Spot metering gives the priority to the small circle of 4mm in diameter (approx. 1.5% of the frame) centered on the current focus point and ignores everything in the frame. If you are using non-CPU lens or if auto-area AF is in effect, camera will meter the center focus point. This mode allows you to meter the exposure from off-centered subjects and ensures that subject will be correctly exposed no matter whether the background is much brighter or darker.

IV. Highlight-Weighted Metering

This is fairly a new metering mode and offered only in select Nikon DSLR cameras. In this metering mode, camera assigns the greatest weight to the highlights on the scene. This mode is designed to reduce the loss of details in the highlights. You can use this mode while photographing spotlit performers on a stage, or sunrise and sunset.

After a brief discussion of metering modes, let’s go through the steps to activate and use camera’s built-in flash.

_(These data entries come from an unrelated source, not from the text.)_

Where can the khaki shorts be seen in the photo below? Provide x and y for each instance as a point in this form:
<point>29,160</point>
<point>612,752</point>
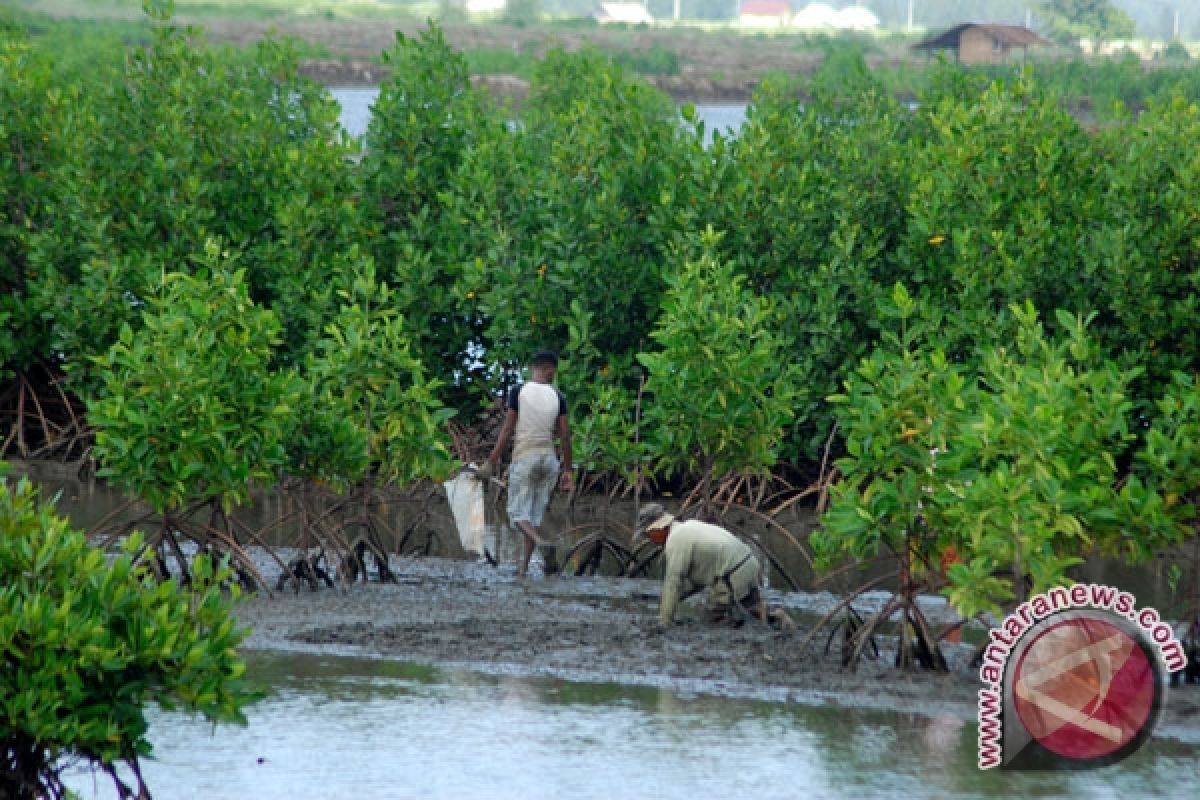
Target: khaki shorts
<point>745,582</point>
<point>531,482</point>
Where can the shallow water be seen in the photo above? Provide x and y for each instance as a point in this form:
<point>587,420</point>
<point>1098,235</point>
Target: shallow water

Steps to follow while using the built-in flash

1. Select a metering mode

Matrix metering mode is the default metering mode in most of the cameras. If you want to change the metering mode, you can press the metering button (shown in the picture below) and rotate the main command dial until your desired mode is displayed in the viewfinder (or on the LCD screen near the shutter release button).

Image source : Nikon

Image source : Nikon

Nikon's flash utilizes the TTL (also called i-TTL) technology to determine the flash value. To learn more about the TTL and its types, please read - Understanding Nikon’s Flash Metering Mode. When you select matrix metering, or center-weighted metering, or highlight-weighted metering mode, camera activates i-TTL balanced fill-flash. And, if you select spot metering mode, camera automatically activates Standard i-TTL flash.

2. Pop-up the flash

After you select the desired metering mode, press the flash pop-up button to open the flash. When the flash is opened, camera starts charging the flash, and after the flash is fully charged, flash-ready indication will be displayed on the LCD screen, as shown in the picture below.

Image source : Nikon

Image source : Nikon

3. Select a flash mode

Press the flash button and while the button is still being pressed, rotate the main command dial (also known as rear command dial) to switch between various flash modes. Depending on which exposure modes you are on, supported flash mode will appear on the LCD screen as shown on the right side of the picture below.

Image source : Nikon

Image source : Nikon

Here is the list of various types of flash modes available in Nikon DSLRs.

  • Front-curtain sync

  • Red-eye reduction

  • Red-eye reduction with slow sync

  • Slow sync

  • Rear-curtain sync

  • Flash off

Please refer to your camera manual to find out which flash mode is available in which exposure mode. To learn about these flash modes in detail, please read - Understanding Flash Sync Modes - Which Sync Mode Should You Use?

4. Take a picture

Compose the photograph, lock the focus by pressing the shutter release button half-way down or using the AF-ON button (this is when camera calculates the exposure settings) and then press the shutter release button all the way down to take a picture. When you press the shutter release button to take a picture, camera fires pre-flashes and gets the current lighting information Through-The-Lens (hence the name TTL) and passes that information to the flash metering system. Flash metering system then combines that information with the focal length and the exposure settings from the camera metering system, which shares the same metering sensor with the flash metering system. After analyzing and processing all those available information, flash metering system determines the final flash value to properly expose the subject and then camera fires the main flash. The timing of the flash firing depends on which flash mode you have selected in step 3.